Kocsis, Z. S.; Agoston, P.; Farkas, G.; Szekely, G.; Sandor, G. O.; Kliton, J.; Gesztesi, L.; Major, T.; Pesznyak, C.; Herein, A.; Stelczer, G.; Mihaly, D.; Frohlich, G.; Takacsi-Nagy, Z.; Polgar, C.; Juranyi, Z.

Background: As the assessment of lymphocyte damage caused by radiotherapy gains importance as immunotherapies are used more frequently. Furthermore, there is scarce data to compare the biological dose of radiotherapy techniques in the same patient group. Methods: Applying chromosome aberration technique, a five-year long (at 3, 6, 9, 12, 24, 36, 48, 60 months) prospective comparison of the biological impact of four different types of treatments for low- and intermediate risk prostate cancer was performed (195 patients): conventional LINAC (linear accelerator) (between 70 and 78 Gy) and Cyberknife (between 40 and 37.5 Gy) teletherapy, LDR (low dose rate brachytherapy, 145 Gy) and HDR (high dose rate brachytherapy 19 or 21 Gy). Multivariate regression analyses were performed to analyze the predictive potential of the chromosome aberrations on side effects. The median follow-up was between 48 and 60 months. Results: We have found that teletherapy techniques (conv. LINAC and Cyberknife therapy) caused between 1.7 and 3.2-fold more chromosomal aberrations than brachytherapies.

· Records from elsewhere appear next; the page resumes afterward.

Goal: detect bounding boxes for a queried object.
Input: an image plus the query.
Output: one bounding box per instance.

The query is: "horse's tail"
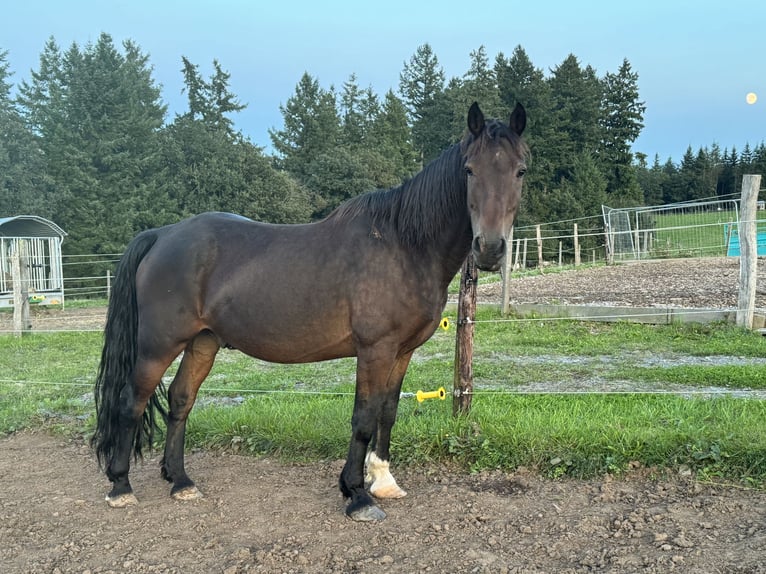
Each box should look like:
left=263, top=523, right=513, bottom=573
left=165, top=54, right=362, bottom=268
left=90, top=231, right=167, bottom=467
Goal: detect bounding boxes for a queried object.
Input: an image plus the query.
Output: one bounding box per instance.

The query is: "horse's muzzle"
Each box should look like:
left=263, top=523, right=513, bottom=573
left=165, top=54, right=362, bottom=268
left=472, top=235, right=506, bottom=271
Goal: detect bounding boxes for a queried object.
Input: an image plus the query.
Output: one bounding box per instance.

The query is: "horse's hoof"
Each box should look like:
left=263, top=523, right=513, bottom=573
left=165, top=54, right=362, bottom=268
left=348, top=504, right=386, bottom=522
left=171, top=486, right=202, bottom=500
left=104, top=492, right=138, bottom=508
left=370, top=482, right=407, bottom=498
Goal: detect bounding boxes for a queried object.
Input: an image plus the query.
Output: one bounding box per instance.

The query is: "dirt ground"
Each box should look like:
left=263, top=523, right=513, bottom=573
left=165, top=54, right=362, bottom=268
left=0, top=433, right=766, bottom=574
left=0, top=260, right=766, bottom=574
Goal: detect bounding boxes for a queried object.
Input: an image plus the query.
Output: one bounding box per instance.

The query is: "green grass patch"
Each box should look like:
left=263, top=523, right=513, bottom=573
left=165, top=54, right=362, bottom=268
left=0, top=309, right=766, bottom=485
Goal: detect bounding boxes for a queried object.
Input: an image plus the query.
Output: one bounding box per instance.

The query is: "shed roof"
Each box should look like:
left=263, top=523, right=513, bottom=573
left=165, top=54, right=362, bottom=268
left=0, top=215, right=66, bottom=239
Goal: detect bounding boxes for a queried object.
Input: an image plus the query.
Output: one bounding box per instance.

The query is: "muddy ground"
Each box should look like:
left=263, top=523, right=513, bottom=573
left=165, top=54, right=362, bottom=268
left=0, top=260, right=766, bottom=574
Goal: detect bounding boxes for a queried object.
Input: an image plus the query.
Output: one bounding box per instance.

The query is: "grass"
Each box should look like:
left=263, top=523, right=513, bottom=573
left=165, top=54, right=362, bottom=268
left=0, top=309, right=766, bottom=486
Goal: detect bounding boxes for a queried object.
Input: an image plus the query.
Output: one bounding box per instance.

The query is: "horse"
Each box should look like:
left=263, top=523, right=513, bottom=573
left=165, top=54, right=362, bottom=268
left=91, top=102, right=529, bottom=521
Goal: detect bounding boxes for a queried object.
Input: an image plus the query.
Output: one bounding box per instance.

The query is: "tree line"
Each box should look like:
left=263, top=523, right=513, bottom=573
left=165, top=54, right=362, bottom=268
left=0, top=33, right=766, bottom=264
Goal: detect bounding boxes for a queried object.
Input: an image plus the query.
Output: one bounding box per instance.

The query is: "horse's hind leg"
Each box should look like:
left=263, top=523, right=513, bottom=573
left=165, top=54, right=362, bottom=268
left=365, top=353, right=412, bottom=498
left=106, top=359, right=172, bottom=508
left=162, top=331, right=220, bottom=500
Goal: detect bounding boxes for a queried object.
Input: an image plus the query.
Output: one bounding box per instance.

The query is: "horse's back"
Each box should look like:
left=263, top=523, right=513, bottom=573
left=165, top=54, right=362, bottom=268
left=131, top=213, right=396, bottom=362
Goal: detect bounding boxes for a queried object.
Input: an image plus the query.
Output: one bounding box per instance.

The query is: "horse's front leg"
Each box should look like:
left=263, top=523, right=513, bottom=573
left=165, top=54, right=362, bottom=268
left=365, top=353, right=412, bottom=498
left=339, top=348, right=404, bottom=521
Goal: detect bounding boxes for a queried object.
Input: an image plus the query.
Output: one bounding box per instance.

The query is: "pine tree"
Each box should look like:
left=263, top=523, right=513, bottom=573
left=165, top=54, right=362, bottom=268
left=399, top=44, right=451, bottom=163
left=269, top=73, right=341, bottom=184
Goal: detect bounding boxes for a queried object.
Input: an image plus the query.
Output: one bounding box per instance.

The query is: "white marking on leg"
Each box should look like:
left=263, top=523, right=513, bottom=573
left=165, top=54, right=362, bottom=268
left=173, top=486, right=202, bottom=500
left=365, top=452, right=407, bottom=498
left=104, top=492, right=138, bottom=508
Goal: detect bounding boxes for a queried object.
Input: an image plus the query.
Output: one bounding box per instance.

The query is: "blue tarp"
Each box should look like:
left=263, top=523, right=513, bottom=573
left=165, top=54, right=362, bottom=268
left=723, top=222, right=766, bottom=257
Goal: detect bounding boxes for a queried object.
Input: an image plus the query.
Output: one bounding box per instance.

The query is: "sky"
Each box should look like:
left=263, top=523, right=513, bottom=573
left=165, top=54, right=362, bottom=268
left=0, top=0, right=766, bottom=163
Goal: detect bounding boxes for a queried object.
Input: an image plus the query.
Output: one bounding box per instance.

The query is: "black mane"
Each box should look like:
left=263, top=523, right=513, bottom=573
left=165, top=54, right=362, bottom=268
left=327, top=120, right=528, bottom=248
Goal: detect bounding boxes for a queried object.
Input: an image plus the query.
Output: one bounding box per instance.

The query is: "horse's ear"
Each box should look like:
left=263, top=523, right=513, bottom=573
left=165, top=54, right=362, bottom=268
left=508, top=103, right=527, bottom=136
left=468, top=102, right=484, bottom=138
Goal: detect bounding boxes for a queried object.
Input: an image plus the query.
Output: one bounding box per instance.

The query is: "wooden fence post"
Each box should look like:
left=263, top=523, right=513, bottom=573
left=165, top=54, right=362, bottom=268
left=11, top=239, right=32, bottom=337
left=574, top=223, right=580, bottom=267
left=452, top=254, right=479, bottom=416
left=535, top=225, right=543, bottom=269
left=737, top=175, right=761, bottom=329
left=500, top=227, right=513, bottom=315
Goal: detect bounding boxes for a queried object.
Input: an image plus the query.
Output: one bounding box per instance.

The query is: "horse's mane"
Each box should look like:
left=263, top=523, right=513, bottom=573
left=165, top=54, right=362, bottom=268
left=327, top=120, right=528, bottom=248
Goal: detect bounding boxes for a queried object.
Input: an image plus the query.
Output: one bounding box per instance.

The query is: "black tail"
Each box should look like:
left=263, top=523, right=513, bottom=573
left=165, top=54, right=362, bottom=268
left=90, top=231, right=167, bottom=467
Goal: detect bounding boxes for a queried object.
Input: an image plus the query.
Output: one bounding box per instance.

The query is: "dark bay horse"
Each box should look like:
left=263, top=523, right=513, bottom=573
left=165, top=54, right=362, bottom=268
left=91, top=103, right=528, bottom=520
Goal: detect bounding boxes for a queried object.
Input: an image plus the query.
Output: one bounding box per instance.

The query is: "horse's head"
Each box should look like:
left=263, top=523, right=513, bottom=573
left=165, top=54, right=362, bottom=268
left=464, top=102, right=527, bottom=271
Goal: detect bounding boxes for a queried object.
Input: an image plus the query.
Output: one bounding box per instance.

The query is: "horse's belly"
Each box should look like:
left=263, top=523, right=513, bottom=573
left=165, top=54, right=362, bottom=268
left=222, top=329, right=356, bottom=363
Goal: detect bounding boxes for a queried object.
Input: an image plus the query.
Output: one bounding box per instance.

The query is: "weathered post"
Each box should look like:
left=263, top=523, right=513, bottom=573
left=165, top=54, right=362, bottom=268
left=535, top=225, right=543, bottom=270
left=452, top=254, right=479, bottom=416
left=500, top=227, right=513, bottom=315
left=11, top=239, right=31, bottom=337
left=737, top=175, right=761, bottom=329
left=574, top=223, right=580, bottom=267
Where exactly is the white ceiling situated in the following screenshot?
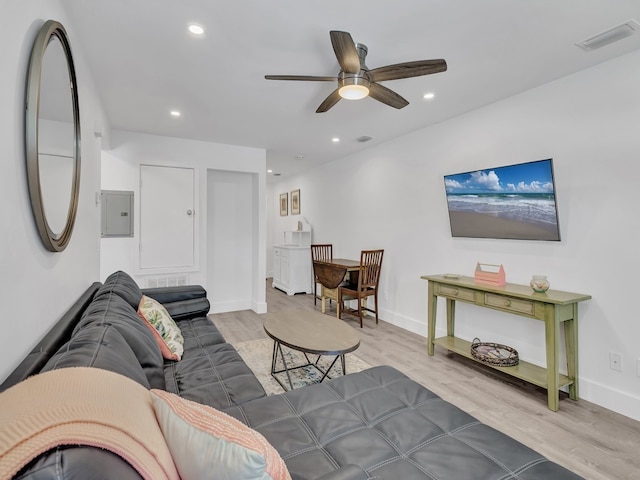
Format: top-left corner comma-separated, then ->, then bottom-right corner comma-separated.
62,0 -> 640,181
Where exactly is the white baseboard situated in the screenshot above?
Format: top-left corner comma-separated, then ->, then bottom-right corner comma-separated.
209,299 -> 267,314
379,309 -> 427,337
579,378 -> 640,421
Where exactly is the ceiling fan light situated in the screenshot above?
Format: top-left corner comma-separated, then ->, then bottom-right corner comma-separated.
338,85 -> 369,100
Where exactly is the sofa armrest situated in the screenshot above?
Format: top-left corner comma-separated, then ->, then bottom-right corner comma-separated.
142,285 -> 211,322
316,464 -> 369,480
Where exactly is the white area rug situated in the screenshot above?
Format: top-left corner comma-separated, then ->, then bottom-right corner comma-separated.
234,338 -> 371,395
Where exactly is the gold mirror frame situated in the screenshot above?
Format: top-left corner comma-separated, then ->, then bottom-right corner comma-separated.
25,20 -> 80,252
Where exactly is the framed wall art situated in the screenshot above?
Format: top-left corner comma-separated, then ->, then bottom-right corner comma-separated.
280,193 -> 289,217
291,189 -> 300,215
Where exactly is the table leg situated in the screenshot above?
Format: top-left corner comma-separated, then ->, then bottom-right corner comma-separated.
447,298 -> 456,337
427,281 -> 438,356
271,341 -> 296,390
564,303 -> 579,400
544,305 -> 560,412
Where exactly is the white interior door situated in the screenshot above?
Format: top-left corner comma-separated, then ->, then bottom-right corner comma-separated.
140,165 -> 196,269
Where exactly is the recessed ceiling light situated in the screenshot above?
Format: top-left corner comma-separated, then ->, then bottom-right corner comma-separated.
189,23 -> 204,35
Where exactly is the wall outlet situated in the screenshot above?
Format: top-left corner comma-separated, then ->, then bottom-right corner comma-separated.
609,352 -> 622,372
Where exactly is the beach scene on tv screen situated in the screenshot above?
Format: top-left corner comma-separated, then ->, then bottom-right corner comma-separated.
444,159 -> 560,241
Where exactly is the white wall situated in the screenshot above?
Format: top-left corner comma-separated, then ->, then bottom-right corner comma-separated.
0,0 -> 104,379
268,52 -> 640,419
100,130 -> 266,313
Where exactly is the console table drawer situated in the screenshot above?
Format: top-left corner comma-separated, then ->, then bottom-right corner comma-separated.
484,293 -> 535,315
437,284 -> 476,302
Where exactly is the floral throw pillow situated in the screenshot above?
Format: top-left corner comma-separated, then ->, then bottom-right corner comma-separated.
138,295 -> 184,360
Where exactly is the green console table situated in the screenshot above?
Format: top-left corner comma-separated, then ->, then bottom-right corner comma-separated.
420,275 -> 591,412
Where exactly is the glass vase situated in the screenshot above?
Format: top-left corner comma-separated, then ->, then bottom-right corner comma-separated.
529,275 -> 550,293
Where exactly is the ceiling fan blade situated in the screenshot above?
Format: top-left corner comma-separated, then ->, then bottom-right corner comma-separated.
316,88 -> 341,113
369,82 -> 409,109
329,30 -> 360,73
264,75 -> 337,82
369,59 -> 447,82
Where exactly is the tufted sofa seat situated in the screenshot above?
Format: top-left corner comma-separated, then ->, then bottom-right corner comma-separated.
0,272 -> 580,480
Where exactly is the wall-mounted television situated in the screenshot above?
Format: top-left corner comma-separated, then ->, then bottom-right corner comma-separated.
444,159 -> 560,241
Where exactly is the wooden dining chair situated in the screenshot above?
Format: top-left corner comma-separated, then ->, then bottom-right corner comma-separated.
314,261 -> 347,316
338,250 -> 384,328
311,243 -> 333,305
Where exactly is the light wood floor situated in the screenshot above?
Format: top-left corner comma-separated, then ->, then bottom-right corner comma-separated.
210,280 -> 640,480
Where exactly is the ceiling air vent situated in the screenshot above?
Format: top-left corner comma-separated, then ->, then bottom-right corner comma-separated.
576,19 -> 640,52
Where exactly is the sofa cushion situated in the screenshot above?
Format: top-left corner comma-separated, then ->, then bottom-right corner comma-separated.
41,324 -> 151,388
73,293 -> 165,388
224,366 -> 580,480
138,295 -> 184,360
165,343 -> 266,409
95,271 -> 142,310
14,445 -> 142,480
151,390 -> 291,480
176,317 -> 226,356
0,368 -> 178,480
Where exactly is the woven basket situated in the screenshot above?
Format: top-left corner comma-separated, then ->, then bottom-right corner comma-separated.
471,338 -> 520,367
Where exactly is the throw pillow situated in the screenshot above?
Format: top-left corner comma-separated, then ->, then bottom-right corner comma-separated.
151,389 -> 291,480
138,295 -> 184,360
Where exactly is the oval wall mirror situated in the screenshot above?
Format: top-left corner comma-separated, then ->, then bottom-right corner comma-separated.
25,20 -> 80,252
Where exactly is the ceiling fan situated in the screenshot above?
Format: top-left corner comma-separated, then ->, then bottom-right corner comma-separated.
264,30 -> 447,113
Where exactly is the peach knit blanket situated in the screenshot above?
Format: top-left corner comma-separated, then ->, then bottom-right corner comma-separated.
0,367 -> 179,480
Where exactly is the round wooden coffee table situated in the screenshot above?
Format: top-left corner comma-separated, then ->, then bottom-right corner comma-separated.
264,309 -> 360,390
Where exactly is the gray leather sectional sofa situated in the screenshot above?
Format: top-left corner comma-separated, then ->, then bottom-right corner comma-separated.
0,272 -> 580,480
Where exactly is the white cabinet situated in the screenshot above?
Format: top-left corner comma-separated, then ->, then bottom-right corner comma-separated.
273,231 -> 313,295
273,245 -> 313,295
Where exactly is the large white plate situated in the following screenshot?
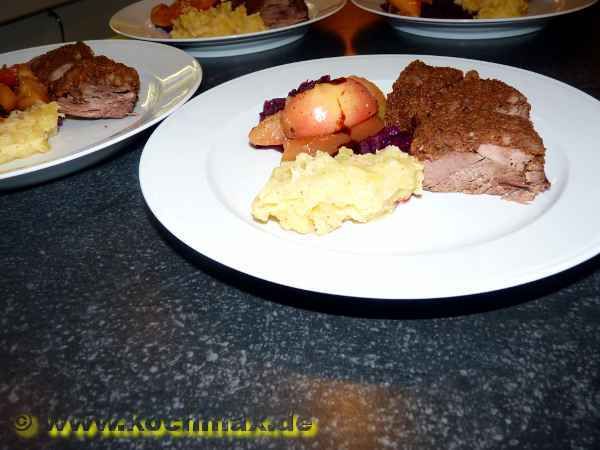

At three months, between 4.6% and 12.7% of the lymphocytes were damaged. Five years after treatment, the total aberration values of conventional LINAC and LDR brachytherapy patients were still significantly higher than before the therapy (p=0.035 for LINAC and p=0.003 for LDR BT). We found significant regression models suggesting chromosome aberration might predict side effects beside radiation dose and irradiated volumes (V100%): Late genitourinary (GU) side effects were dependent of chromosome fragments directly after conv. LINAC therapy (p=0.005). Conclusions: We demonstrated long-term lymphocyte damage dependent on the type of radiotherapy. We also found less biological dose and side effects in brachytherapy patients.